Where: 1700 Pennsylvania Ave. NW, Washington, DC
When: Open daily, 10 am-5 pm (admission is free)

In countless books that I own, page upon page features a corner folded down on itself. These corners represent awe. They are the marker of a sentence, passage, paragraph that is so well written my mind is momentarily silenced. A folded down corner indicates that while I was reading, some use of language was so beautiful, so truthful, so full of imagery or import that I felt compelled to honor it in some way. I very likely read it over again several times, pulling whatever message it contained into myself where it could nestle among the other beautiful things I have seen, heard, smelled, touched in my lifetime. And then I folded down the corner so that in years to come, I could return to it again in moments when I need to come in contact with beauty.

This feeling of admiring awe is deeply imbued throughout the entire WONDER exhibition currently on display at the Renwick Gallery. I would fold down every single corner of every page if WONDER were a book. I would buy copies for all my friends and distribute them lavishly and freely. Although it was on my to-do list, I never got around to visiting the installation-du-jour from this past summer, Beach at the National Building Museum. It looked cute and fun, but ultimately I wasn’t overly upset to have missed it. WONDER hasn’t received nearly the same amount of coverage as Beach but oh my gosh. If you don’t see it (YOU MUST SEE IT) you will have lost out. It is special. It filled me with envy. Oh to imagine the world the way these artists did. To be crowned with the ability to envision these things and the ability to create them out of thin air. To be able to make people lie on the floor of a public building because they yearn to fully experience what you intended them to experience.
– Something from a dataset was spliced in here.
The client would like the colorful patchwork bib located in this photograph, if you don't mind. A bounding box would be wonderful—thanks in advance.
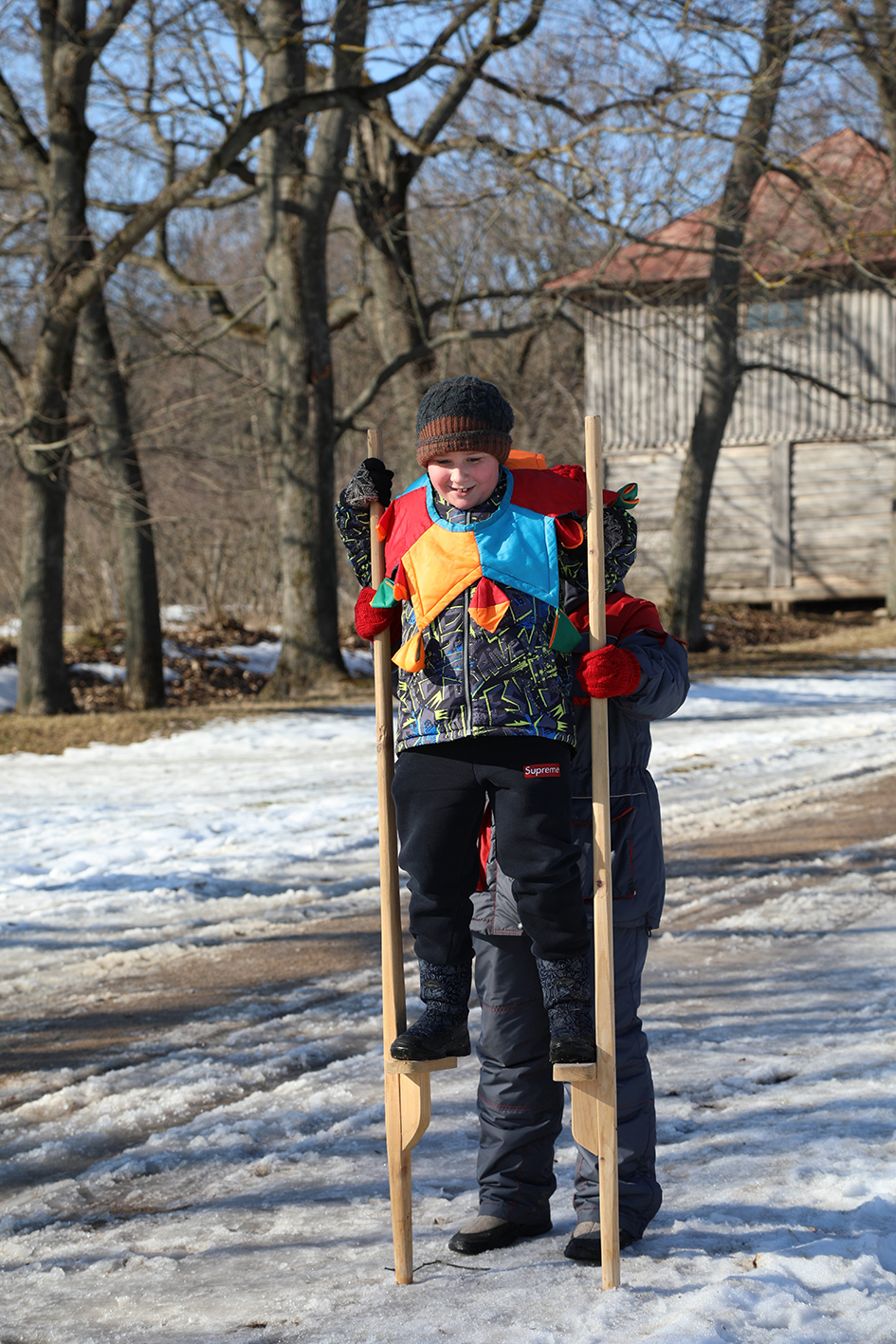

We went through the exhibit twice, unwilling to let it go. I will probably go back at least one more time before the exhibition begins closing in May 2016. Please go. Take yourself. Take your children. Take anyone you know. You can invite me, I’ll come.

Open again after two years of renovations, the stately and regal Renwick Gallery is the perfect home for the WONDER exhibition. There are nine displays, and each display gets its own room- both for size considerations (the displays are huge) and so that each exhibit stands alone, separate and apart from the other exhibits, which allows visitors to fully absorb them and take them in without distraction.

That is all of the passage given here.